Most languages know exactly how many elements a collection has (to say nothing of the number of members in a struct).
For example, pseudo code in a sub-function:
if (that) write_field('that'); if (these) write_field('these');
With messagepack you have to go and apply the logic to count, then again to write. And keep a state for each levels etc.
For example, consider serializing something like [fetch(url1), join(fetch(url2), fetch(url3))]. The outer count is knowable, but the inner isn't. Even if the size of fetch(url2) and fetch(url3) are known, evaluating a join function may produce an unknown number of matches in its (streaming) output.
JSON, Protobuf, etc. can be very efficiently streamed, but it sounds like MessagePack is not designed for this. So processing the above would require pre-rendering the data in memory and then serializing it, which may require too much memory.
Protobuf yes, JSON no: you can't properly deserialize a JSON collection until it is fully consumed. The same issue you're highlighting for serializing MessagePack occurs when deserializing JSON. I think MessagePack is very much written with streaming in mind.

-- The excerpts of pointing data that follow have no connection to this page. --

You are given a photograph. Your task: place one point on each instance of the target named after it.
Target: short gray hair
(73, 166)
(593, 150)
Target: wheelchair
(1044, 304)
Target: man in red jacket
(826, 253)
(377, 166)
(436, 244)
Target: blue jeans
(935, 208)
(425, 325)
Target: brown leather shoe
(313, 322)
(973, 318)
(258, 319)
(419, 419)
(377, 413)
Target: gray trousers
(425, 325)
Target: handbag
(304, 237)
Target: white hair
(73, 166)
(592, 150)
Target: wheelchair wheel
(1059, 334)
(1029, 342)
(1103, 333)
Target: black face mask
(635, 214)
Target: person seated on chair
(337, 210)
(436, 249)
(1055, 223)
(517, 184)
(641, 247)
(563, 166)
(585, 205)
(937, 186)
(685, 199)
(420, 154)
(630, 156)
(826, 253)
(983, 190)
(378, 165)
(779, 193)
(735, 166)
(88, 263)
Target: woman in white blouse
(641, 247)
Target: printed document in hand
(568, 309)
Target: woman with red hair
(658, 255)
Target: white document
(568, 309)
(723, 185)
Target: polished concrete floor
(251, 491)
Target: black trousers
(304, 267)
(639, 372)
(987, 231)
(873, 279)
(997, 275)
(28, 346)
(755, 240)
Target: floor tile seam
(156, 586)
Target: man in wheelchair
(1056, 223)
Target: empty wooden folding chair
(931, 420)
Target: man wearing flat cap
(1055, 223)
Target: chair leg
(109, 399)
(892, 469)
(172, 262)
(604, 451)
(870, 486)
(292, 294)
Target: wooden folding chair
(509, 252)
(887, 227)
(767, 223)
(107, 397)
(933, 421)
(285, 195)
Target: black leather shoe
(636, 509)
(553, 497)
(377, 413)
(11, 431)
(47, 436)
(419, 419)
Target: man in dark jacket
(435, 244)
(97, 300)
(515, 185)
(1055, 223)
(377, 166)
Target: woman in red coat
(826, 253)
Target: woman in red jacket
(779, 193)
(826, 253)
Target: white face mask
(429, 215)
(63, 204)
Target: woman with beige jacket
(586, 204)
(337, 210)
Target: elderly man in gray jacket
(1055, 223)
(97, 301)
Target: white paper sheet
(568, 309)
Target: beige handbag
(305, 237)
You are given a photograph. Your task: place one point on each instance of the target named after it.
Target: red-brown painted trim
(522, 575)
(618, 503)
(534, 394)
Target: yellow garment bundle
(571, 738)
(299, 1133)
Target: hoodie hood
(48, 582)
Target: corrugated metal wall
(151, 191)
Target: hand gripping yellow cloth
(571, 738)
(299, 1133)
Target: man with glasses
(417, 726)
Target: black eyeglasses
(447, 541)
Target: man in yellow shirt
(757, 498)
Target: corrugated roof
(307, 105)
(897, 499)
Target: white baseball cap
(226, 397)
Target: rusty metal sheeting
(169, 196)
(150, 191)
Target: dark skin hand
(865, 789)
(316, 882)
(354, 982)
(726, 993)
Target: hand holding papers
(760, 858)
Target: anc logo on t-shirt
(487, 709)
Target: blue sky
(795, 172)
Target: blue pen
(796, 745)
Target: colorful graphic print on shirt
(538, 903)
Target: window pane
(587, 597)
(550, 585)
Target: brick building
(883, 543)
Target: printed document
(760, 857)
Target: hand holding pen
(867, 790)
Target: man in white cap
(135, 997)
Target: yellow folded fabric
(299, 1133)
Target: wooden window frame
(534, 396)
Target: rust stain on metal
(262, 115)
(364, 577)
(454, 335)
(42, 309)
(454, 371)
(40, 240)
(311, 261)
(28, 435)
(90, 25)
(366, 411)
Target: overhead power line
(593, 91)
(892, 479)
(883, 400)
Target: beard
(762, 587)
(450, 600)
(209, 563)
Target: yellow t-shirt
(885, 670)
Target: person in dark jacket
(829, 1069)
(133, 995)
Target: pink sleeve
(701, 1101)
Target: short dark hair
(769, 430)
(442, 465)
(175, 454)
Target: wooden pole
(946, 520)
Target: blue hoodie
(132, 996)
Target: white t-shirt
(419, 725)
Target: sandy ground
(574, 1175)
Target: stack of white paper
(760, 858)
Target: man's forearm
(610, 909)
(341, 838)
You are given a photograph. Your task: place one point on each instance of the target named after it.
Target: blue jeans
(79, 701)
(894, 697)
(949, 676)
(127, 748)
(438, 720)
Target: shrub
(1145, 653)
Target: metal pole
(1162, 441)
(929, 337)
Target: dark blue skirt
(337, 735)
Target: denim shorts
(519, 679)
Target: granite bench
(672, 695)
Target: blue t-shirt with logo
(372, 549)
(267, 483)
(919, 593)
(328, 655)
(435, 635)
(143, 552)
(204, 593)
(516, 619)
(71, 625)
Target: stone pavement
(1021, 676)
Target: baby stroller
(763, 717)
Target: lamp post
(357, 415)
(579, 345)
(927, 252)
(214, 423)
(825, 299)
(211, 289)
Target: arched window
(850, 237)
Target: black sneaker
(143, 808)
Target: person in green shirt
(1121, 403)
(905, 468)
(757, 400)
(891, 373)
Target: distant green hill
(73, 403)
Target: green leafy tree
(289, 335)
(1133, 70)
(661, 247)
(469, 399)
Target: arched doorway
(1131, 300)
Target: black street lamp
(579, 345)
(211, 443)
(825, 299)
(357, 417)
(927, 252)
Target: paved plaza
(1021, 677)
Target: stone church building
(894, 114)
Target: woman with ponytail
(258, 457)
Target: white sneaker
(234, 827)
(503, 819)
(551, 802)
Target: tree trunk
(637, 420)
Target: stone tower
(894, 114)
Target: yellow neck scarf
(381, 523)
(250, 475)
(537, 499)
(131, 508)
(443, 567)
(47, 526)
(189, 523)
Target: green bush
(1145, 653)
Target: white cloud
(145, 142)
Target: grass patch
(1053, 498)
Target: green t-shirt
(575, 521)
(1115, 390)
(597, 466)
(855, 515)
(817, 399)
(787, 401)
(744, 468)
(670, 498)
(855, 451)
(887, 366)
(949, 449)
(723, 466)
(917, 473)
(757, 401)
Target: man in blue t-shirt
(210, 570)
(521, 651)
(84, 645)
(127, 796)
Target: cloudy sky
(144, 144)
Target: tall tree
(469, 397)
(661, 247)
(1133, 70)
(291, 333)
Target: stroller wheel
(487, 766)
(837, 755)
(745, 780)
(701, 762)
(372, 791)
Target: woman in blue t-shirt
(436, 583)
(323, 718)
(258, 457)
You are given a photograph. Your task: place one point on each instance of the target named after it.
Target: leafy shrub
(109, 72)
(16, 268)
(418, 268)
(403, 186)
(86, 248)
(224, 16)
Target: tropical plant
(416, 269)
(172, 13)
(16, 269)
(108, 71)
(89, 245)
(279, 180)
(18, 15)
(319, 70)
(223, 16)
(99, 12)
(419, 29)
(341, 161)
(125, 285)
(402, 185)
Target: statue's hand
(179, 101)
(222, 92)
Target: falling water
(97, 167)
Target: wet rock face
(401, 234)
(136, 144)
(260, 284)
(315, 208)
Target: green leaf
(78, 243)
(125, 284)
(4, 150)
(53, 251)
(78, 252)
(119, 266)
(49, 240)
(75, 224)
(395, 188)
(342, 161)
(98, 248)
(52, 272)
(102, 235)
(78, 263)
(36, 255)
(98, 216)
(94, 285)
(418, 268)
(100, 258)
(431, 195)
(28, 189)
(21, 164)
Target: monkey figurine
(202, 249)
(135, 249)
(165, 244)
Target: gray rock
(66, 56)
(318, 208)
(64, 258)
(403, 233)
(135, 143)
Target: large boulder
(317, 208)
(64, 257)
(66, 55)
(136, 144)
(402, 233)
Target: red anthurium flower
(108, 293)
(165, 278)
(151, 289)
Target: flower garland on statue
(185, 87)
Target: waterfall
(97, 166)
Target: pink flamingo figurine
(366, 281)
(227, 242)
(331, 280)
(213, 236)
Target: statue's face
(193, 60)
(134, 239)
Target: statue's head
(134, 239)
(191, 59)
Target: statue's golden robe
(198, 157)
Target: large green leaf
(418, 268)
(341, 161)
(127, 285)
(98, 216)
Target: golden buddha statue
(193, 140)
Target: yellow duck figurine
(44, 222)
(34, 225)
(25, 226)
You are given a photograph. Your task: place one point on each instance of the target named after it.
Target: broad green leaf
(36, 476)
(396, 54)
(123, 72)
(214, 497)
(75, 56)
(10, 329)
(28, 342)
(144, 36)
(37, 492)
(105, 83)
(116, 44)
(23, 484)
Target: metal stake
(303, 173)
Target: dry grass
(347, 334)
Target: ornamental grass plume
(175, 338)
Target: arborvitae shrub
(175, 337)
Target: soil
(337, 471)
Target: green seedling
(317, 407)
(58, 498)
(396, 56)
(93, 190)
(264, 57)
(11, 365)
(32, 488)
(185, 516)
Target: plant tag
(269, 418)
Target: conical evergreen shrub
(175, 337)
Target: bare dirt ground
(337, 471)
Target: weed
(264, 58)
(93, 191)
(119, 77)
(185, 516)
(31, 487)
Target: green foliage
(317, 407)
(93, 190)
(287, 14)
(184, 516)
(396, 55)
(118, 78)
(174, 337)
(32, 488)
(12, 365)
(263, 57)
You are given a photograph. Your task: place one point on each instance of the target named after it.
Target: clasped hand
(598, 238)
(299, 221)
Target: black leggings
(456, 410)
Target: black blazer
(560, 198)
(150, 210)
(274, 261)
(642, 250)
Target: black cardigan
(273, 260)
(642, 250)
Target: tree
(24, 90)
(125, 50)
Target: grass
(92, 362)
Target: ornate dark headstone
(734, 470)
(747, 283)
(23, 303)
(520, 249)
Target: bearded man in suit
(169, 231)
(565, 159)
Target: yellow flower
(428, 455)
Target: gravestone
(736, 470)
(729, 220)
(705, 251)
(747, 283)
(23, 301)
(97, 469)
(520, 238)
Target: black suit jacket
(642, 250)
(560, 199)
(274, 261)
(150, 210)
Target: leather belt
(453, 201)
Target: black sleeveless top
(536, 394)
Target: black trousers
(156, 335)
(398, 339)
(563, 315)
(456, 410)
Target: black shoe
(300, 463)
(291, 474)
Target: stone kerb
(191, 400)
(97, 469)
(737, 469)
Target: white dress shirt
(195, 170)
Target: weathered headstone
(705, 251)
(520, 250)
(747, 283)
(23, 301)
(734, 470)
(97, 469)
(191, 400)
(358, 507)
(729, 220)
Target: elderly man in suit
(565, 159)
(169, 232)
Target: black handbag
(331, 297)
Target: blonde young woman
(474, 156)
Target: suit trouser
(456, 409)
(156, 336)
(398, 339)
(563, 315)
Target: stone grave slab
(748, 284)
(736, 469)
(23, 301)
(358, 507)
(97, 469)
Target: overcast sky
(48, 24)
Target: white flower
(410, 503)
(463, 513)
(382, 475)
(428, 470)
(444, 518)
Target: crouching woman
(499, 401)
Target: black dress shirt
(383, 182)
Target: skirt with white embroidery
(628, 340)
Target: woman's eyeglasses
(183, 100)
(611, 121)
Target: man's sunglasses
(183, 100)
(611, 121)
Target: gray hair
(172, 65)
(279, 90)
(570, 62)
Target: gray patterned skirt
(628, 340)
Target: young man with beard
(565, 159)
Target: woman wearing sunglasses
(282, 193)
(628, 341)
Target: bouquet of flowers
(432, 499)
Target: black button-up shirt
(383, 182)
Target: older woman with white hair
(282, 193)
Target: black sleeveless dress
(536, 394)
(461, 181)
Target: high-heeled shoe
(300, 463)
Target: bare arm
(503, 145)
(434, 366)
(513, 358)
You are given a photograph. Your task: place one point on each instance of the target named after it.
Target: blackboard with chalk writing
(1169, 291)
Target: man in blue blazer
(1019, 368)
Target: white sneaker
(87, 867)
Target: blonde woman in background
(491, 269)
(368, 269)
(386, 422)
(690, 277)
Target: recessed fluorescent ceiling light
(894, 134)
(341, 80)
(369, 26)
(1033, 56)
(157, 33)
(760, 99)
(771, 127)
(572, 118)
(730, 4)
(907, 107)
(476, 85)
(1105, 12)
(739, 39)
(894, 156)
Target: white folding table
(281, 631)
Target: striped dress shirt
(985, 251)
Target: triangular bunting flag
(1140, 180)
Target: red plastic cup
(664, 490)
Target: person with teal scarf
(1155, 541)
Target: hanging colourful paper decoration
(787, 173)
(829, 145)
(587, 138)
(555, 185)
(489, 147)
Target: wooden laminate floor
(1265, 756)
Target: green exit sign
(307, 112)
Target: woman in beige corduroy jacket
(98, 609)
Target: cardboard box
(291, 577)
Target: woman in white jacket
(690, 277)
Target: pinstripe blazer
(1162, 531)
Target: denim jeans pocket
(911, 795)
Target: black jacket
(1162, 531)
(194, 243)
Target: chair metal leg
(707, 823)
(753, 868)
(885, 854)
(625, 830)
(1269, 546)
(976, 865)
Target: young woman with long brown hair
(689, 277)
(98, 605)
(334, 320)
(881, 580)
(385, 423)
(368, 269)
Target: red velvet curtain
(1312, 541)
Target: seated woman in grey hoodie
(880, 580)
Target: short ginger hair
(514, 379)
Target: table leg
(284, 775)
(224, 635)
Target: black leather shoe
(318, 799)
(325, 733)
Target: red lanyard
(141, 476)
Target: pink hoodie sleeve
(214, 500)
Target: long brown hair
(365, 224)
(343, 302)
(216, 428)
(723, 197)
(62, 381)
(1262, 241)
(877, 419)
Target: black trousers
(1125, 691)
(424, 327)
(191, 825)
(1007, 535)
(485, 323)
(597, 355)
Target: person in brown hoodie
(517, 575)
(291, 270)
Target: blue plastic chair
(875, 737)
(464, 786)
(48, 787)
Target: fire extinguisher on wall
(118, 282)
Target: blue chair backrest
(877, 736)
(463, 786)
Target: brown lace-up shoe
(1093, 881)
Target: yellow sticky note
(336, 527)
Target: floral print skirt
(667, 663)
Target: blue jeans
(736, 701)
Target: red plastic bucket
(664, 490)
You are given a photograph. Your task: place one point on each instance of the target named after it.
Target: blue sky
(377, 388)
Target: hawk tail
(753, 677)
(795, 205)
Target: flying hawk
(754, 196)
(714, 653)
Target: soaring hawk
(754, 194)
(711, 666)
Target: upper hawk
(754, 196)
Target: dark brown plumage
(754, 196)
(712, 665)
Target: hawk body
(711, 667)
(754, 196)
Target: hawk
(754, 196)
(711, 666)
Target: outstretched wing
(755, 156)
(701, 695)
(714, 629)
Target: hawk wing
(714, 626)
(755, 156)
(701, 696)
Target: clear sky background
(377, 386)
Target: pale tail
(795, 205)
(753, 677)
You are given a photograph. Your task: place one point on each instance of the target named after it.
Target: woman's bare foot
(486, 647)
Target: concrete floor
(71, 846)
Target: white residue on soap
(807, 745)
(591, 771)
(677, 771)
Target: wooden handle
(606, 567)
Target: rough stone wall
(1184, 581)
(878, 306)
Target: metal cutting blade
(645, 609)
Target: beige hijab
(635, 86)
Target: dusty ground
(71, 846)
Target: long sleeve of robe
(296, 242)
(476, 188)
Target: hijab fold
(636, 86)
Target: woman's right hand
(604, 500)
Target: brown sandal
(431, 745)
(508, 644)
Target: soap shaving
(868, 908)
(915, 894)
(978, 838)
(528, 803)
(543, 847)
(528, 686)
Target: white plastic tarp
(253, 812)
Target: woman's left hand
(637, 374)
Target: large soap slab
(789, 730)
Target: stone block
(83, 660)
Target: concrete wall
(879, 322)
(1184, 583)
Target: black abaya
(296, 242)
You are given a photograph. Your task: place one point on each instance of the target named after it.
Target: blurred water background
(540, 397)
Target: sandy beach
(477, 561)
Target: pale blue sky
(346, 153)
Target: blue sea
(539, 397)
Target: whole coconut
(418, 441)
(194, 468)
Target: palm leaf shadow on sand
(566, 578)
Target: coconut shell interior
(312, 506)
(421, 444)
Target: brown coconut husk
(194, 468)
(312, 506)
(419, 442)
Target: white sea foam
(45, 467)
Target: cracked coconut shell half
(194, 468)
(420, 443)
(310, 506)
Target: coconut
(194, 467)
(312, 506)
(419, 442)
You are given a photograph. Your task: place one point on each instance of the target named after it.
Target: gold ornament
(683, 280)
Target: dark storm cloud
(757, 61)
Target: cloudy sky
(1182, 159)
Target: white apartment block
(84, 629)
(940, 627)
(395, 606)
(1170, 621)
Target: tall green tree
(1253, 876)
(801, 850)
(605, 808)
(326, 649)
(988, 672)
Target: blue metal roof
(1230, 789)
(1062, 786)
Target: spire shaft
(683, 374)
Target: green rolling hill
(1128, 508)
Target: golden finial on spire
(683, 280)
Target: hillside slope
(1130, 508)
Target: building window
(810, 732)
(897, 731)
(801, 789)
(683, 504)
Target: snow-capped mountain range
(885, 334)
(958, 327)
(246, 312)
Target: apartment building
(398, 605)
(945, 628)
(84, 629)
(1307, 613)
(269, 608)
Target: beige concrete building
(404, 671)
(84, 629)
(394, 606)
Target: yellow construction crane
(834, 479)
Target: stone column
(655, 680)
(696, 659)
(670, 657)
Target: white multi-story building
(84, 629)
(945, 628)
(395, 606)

It makes sense to trade write-efficiency for read-efficiency. Especially as the entity primarily affected by the tradeoff is the one making the cut, in case of msgpack. It all depends on your workloads but Ive done benchmarks for past work where msgpack came up on top. It can often be a good fit for when you need to do stuff in Redis.
(If anyone thinks to counter with JSONL, well, there's no reason you can't do the same with msgpack).
How do these things matter in any use case where a binary protocol might be a viable alternative? These specific issues are problems for human-readability and -writability, right? But if msgpack was a viable technology for a particular use case, those concerns must already not exist.